Tricks we play on ourselves

Sep 22, 2010 16:41

I had a weird moment a few days ago, one of those brief bouts of disorientation I suspect we are all familiar with--but a strange one, for me.

At the time I left my parents' house, my bedroom there was no longer a place of peace for me. I was overwhelmed by the sheer amount of crap that I had accumulated, and paralyzed by the enormity of the task that would be cleaning or culling it. It put a huge amount of stress on me, so that I rarely slept well.

When I moved into my house, my bedroom here became the new "safe space" where I went for comfort and rest. So I really haven't thought much, at least not fondly, about the old bedroom since I moved.

But the other night as I was just tipping over into sleep, I had one of those moments of disorientation where you forget where you are.
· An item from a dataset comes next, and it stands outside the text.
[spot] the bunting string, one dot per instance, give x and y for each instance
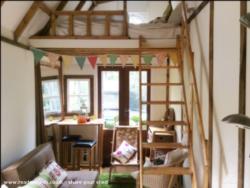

The sound of my house settling became my parents' footsteps a floor below; the neighbor's dog barking became our late Dalmatian, asking to be let out; my bed was the same bed, but in a different place, and I was tucked safe into it, in a bedroom that's no longer mine. My brain really believed for a moment that I was in my bed in my parents' house, at the age of 18 or 20, safe and comforted.

It wasn't bad, or anything. I guess it was just odd to me. Why would my brain go there, now? Usually when I'm seeking comfort that I can't find in my own surroundings, I look to my childhood--the years between 5 and 12, and indulgences like The Neverending Story and ice cream--rather than my teens or early 20s.